Dernière récolte

Actualité du 12/04/2025

 

Harvest s’ouvre au crépuscule, sur la baignade extatique d’un homme dans l’onde d’un lac cerné de cimes majestueuses. A l’issue de ses ablutions, Walter Thirsk (Caleb Landry Jones) se joint à la lutte contre l’incendie qui dévaste une bâtisse et son beffroi d’église.

Au péril circonscrit, succèdent la moisson, puis l’accueil peu hospitalier de trois allochtones, dont une femme afro-descendante. Survient enfin, l’irruption d’hommes de loi, aux côtés du nouveau propriétaire, déterminé à redistribuer les terres et diversifier les activités. Les évènements se précipitent sous le regard d’un peintre-géomètre (lui aussi noir de peau ; un étranger ?), chargé de fixer au plus près les paysages ; sans doute un clin d’œil à Meurtre dans un jardin anglais, signé en 1982 par le très caustique Peter Greenaway.

Adapté du roman homonyme de Jim Crace (Rivages éditions 2014), Harvest (Moisson) est le troisième long-métrage d’Athina Rachel Tsangari. Fille d’agriculteur, la réalisatrice grecque transporte les conflits en Écosse, à Inverlonan, hameau préservé sur les rives du Loch Nell. Situés à la frontière des XVIème et XVIIème siècles, période où furent instituées les Inclosure Acts (mesures de parcellisation), les évènements se pigmentent d’anachronismes (certains éléments de langage), de séquences édéniques (la récolte du blé dépeinte avec moult précisions), de rituels et châtiments claniques, dont la transe ou la cruauté assimilent le film à la Folk Horror et au mythique The Wicker Man (Robin Hardy 1973).

Le cofinancement par Sixteen Films, société de production de Ken Loach, héraut du réalisme social (The Old Ark-2023 ; Moi, Daniel Blake-2016…), la prestation velléitaire et déconstruite de Kaleb Landry Jones, à contretemps de son prix d’interprétation décroché lors du Festival de Cannes 2021 pour Nitram, anatomie d’un tueur en série réalisée par l’australien Justin Kurzel ; ces caractéristiques alimentent encore l’intérêt perplexe suscité par cette geste, à la fois reconstitution d’époque et métaphore sur la prédation décomplexée, l'aversion pour l'art et les problématiques de genre, propres à aujourd’hui.

Si l’action (plutôt dense) s’écoule sur sept jours, durée de la sanction infligée aux primo-arrivants, le récit gagnerait par moment à resserrer sa durée (131 minutes).

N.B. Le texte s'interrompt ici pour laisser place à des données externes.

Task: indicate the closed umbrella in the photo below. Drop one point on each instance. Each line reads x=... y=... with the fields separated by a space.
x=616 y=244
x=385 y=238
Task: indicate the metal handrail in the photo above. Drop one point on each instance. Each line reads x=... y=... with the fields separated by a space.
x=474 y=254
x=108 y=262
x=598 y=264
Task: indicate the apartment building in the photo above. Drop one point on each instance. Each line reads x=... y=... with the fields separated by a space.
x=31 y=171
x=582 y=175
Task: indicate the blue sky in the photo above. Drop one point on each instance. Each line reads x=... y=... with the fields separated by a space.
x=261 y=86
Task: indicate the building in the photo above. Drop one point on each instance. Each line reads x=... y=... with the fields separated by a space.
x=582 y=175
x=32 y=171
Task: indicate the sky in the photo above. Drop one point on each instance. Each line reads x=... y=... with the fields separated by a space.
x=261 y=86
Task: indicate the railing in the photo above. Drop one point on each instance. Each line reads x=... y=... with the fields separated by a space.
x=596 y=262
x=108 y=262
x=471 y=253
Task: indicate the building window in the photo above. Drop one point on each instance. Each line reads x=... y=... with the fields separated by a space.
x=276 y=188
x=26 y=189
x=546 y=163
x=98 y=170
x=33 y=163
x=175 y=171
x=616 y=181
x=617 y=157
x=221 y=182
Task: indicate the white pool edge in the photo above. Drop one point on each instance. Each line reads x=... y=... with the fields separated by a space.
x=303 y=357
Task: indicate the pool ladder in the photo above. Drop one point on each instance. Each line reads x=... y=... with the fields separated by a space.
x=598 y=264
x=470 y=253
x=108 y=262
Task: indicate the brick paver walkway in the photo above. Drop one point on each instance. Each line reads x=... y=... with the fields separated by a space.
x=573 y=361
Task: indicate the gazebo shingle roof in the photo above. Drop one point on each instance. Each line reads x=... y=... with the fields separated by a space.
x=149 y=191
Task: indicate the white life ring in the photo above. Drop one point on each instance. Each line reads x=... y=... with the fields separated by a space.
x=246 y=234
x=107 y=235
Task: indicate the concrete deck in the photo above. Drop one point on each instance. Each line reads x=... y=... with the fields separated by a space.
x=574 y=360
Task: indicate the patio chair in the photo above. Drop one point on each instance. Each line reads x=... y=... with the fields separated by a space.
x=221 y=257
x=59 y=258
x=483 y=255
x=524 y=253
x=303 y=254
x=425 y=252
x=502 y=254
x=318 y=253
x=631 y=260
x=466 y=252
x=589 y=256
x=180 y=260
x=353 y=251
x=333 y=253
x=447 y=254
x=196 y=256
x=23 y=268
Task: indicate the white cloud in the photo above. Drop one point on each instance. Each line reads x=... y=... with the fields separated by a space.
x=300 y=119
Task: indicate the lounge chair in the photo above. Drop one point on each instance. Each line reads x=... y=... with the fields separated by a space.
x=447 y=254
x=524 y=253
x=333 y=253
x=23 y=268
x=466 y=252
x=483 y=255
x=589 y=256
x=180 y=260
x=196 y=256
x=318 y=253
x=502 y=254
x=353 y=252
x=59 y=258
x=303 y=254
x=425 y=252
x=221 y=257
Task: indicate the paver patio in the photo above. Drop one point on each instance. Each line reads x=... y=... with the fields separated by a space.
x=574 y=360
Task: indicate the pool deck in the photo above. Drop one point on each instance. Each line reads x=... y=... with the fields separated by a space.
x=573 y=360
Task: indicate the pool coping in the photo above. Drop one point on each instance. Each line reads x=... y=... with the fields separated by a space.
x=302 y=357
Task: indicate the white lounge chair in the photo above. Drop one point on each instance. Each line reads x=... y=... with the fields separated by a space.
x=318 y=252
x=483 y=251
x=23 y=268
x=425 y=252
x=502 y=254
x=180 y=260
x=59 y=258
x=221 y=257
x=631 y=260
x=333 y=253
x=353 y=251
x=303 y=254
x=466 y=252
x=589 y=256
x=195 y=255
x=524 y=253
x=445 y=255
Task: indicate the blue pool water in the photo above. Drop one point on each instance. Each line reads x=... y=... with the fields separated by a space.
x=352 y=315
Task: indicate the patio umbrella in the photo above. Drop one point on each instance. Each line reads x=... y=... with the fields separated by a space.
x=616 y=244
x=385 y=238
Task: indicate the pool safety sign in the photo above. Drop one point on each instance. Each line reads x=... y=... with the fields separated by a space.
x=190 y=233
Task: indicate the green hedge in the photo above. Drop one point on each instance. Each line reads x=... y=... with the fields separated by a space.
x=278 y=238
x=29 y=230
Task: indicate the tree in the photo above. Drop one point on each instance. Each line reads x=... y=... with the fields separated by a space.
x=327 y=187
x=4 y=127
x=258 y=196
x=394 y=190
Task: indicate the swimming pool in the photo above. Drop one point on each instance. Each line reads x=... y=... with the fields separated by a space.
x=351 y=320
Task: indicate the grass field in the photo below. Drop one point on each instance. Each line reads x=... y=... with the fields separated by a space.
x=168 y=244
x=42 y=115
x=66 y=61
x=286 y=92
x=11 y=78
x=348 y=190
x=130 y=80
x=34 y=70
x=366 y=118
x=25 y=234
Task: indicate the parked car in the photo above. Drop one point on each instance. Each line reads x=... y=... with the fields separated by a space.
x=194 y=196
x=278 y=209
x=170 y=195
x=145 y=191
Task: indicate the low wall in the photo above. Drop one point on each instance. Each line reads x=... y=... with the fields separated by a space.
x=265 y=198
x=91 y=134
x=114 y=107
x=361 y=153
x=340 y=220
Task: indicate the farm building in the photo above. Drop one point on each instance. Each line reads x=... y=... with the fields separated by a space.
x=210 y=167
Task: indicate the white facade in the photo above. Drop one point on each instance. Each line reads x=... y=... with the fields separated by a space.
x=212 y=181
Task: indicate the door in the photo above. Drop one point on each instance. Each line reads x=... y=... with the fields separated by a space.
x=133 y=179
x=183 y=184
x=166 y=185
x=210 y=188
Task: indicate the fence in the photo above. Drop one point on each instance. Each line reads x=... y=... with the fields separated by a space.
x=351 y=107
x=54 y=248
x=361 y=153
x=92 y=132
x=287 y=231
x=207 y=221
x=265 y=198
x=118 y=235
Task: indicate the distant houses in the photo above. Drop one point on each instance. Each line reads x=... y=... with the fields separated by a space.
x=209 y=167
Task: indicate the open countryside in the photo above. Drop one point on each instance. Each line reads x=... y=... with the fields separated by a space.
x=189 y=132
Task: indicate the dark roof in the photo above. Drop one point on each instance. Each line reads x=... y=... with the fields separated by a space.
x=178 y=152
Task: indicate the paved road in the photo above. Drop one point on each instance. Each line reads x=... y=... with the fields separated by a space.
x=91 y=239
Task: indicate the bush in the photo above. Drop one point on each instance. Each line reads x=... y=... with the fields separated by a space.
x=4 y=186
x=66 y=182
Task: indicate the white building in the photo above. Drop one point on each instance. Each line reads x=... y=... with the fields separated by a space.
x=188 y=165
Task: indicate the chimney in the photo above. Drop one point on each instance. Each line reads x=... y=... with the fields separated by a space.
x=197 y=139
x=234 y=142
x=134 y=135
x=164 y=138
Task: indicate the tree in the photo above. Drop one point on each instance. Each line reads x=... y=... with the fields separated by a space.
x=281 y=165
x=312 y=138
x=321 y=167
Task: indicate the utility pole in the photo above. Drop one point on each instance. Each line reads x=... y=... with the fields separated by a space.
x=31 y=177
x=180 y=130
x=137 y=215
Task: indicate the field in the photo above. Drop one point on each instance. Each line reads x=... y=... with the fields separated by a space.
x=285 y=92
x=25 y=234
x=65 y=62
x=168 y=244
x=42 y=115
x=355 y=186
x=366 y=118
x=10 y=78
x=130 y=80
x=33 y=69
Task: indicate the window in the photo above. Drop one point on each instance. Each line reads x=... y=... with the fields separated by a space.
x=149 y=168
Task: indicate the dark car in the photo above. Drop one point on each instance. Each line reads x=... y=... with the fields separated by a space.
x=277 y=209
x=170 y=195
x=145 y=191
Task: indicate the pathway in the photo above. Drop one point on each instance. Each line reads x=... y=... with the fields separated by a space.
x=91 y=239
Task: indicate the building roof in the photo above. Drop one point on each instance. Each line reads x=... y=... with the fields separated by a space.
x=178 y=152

Les étirements narratifs se compensent par l’homogénéité d’une distribution, constituée d’amateurs et professionnels et une direction artistique, dosage accompli de restitution picturale et de vérisme historique.

Productrice des coups d’essai de son compatriote Yorgos Lànthinos (dont le très acéré Canine 2009), Athina Rachel Tsangari amalgame à son tour l’insolite et la férocité. A l’écart des stéréotypes par trop manichéens (arrogance des possédants, dévouement des métayers), Harvest étonne et captive par sa capacité à combiner le pamphlet, la fantasmagorie et le lyrisme pastoral. Nul doute que ce fabliau atypique renferme les germes d’un futur film-culte.

Photographies : Shellac Distribution.